Weis räumte ein, anvertraute Firmengelder jahrelang abgezweigt zu haben, um Löhne und andere Verbindlichkeiten zu zahlen. „Auch die Krankenkassenbeiträge der Mitarbeiter und Forderungen des Finanzamtes sind zum Teil mit dem Bargeld der Kunden bezahlt worden“, erläuterte Weis. Um vor der Steuerbehörde die immensen Einnahmen zu begründen, habe er sogar einen manipulierten Kreditvertrag mit einem Mann aus der Schweiz abgeschlossen. „Uns war eigentlich klar: Das kann nicht klappen, aber es hat funktioniert.“ Später sei die Methode zur Gewohnheit geworden.

„Bereits Mitte der 80er-Jahre hat der Angeklagte Kundengelder missbraucht“, sagte Oberstaatsanwalt Andreas Henze. Später, als der Konkurs des Unternehmens nicht mehr zu vermeiden war, hätten sich die Angeklagten auch persönlich bereichert. Alles in allem sollen sie einen zweistelligen Millionenbetrag in die eigenen Taschen gewirtschaftet haben. Insgesamt listete die Staatsanwaltschaft in der Anklageschrift am Dienstag 160 Überweisungen auf die firmeneigenen Konten in den Jahren 2001 bis 2006 auf.
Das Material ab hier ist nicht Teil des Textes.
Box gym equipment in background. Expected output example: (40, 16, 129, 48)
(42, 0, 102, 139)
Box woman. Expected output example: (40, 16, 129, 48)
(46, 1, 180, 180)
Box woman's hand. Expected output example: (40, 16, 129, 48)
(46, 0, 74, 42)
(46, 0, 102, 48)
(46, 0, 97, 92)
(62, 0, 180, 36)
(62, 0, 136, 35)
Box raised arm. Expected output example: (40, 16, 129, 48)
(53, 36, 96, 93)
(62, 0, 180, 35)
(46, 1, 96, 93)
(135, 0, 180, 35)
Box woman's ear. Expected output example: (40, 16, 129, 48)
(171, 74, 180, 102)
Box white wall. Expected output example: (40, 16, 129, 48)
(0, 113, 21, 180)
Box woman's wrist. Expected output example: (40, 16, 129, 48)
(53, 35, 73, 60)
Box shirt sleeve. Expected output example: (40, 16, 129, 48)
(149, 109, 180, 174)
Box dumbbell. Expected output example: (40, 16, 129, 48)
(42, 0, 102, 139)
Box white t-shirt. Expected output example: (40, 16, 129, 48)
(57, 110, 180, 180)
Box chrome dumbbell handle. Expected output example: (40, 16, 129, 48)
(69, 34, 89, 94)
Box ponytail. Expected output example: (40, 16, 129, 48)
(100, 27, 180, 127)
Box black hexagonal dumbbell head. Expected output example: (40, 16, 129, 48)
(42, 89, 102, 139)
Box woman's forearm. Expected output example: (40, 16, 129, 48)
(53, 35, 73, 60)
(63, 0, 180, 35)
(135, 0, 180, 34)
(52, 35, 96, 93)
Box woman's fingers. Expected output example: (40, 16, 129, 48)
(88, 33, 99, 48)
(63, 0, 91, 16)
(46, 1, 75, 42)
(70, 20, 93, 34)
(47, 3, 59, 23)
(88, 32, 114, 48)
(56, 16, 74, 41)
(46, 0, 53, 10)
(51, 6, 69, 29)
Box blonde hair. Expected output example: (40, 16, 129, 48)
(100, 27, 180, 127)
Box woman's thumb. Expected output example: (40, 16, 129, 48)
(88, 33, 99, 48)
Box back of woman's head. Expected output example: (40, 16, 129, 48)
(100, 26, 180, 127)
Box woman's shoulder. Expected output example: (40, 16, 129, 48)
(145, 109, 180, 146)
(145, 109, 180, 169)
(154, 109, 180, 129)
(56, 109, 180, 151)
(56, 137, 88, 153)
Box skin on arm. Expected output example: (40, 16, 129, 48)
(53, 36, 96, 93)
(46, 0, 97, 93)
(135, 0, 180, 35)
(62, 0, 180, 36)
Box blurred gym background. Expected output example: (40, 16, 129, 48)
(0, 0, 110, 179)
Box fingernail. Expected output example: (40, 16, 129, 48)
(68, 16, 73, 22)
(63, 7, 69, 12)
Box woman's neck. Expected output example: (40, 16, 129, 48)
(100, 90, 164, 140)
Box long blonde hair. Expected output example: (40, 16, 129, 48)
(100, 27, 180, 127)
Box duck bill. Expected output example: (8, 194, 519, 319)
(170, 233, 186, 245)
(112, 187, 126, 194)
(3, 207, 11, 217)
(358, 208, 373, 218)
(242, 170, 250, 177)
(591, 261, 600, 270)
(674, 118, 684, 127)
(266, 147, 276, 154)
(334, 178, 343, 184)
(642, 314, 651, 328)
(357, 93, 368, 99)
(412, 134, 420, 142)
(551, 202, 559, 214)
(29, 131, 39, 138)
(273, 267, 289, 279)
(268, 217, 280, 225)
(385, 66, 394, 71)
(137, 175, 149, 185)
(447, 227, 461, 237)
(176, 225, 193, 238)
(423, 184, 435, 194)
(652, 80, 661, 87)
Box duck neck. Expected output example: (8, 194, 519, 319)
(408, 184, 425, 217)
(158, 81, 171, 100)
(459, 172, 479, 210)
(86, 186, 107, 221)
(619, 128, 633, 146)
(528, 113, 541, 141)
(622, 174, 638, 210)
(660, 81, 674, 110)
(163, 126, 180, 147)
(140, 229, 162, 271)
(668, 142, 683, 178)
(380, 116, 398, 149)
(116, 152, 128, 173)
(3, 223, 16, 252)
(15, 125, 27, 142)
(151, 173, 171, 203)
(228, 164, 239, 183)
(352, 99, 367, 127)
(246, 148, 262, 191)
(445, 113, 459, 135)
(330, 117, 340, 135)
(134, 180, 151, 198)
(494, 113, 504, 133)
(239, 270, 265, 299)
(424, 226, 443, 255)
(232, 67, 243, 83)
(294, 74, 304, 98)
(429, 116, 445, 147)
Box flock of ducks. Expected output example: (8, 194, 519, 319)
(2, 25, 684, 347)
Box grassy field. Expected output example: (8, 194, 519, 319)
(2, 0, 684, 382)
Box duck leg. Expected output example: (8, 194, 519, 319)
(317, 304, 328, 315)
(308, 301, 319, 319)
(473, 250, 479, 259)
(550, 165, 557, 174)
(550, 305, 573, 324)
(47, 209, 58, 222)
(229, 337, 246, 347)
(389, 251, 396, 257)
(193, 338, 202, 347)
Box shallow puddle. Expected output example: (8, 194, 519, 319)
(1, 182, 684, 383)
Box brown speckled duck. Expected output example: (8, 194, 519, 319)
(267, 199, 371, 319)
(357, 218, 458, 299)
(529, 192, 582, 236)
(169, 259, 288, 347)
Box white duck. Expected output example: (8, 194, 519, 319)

Zweigten die Manager zu Beginn zunächst fünfstellige Summen ab, wurden sie schnell immer dreister. Zum Weihnachtsgeschäft, als die gepanzerten Fahrzeuge immense Summen der großen Handelsketten transportierten, wurden wöchentlich Millionenbeträge veruntreut. „Den Kunden wurde das Geld verspätet gutgeschrieben, was mit EDV-Problemen begründet wurde“, erläuterte Henze.

Insgesamt hat das Gericht 30 Verhandlungstage bis Ende März 2007 angesetzt. Der Prozess soll am 5. Dezember fortgesetzt werden. Neben dem Firmengründer haben auch zwei weitere Angeklagte ein Geständnis angekündigt.